Is land also being sold off to non-PNG nationals?
Officially, customary land cannot be sold to a foreigner without the clan’s agreement – that’s the official law but it is happening. People who call themselves principal land owners sell off without clan permission. There are a lot of such things happening that are difficult for a bureaucracy to manage.
In your opinion, could aid agencies improve their approach to community development in PNG?
For development agencies, getting involved in community development often means not working in parallel with government. Although government systems may be weak, I think the development partners’ job is to help strengthen government systems and always remember that things that grow organically from the ground, in terms of responses to social situations, will always be more sustainable than an imported model from another country. Too often, people come along with imported models that worked well elsewhere, but do not address what has been happening organically from the ground here. This may be okay if it’s a question of building a road or water system, but when it comes to community development, we have to break the tendency to have lots of nice warm, fuzzy projects and really make sure that sustainability and ownership are taken on board.
Have you made changes in your own ministry’s policies?
If you decentralise a function without a budget to go with it, there will be problems. Disability, women, children and youth are all in my portfolio and under a 1995 law became decentralised functions of government but there has not been any transfer of funds for this policy from the budget. This is an area I’ve been trying to work on before I finish my term in parliament. I want to tie down in law that the national government will put x much in to support policies from my department.

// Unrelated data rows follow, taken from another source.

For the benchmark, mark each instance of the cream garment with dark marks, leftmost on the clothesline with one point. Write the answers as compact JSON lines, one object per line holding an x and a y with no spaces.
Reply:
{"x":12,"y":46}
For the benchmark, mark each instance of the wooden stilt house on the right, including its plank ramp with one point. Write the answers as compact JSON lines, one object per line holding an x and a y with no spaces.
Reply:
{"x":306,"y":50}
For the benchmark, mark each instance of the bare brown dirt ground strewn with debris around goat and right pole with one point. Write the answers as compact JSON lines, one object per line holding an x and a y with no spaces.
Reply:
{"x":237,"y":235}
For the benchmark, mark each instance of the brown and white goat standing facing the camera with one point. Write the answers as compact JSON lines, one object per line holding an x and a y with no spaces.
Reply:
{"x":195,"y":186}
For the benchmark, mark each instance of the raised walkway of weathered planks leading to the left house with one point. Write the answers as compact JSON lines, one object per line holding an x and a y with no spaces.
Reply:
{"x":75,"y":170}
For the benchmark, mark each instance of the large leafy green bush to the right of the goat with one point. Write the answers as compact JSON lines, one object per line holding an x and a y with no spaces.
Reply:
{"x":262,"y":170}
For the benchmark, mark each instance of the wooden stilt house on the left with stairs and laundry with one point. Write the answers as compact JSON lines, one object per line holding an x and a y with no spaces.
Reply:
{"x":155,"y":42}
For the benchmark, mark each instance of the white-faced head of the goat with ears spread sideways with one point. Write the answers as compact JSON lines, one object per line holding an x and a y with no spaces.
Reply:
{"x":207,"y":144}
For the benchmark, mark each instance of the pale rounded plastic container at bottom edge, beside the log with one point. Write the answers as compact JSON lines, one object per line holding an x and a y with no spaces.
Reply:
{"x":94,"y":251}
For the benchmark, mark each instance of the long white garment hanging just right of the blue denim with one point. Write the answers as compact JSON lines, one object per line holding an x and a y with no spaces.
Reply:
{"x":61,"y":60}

Do you hope to see more female members of parliament following the next election?
We are hoping to take a vote next week [last week of May 2011] in parliament on the Equality of Participation Bill which is pushing for 22 seats to be reserved for women in parliament. It’s a very unpopular bill. I don’t know if we’ll get the numbers on the floor. It’s been a long, long hard struggle. We obviously need more women members. I represent 0.9 per cent of the parliament and I’m a naturalised citizen. I’m not the only female Member of Parliament ever. Post- independence, there were four and one minister. This was followed by a period of ten years with no women representatives. When I first came to parliament in 1997, there were two women and from 2002 to 2007, just myself.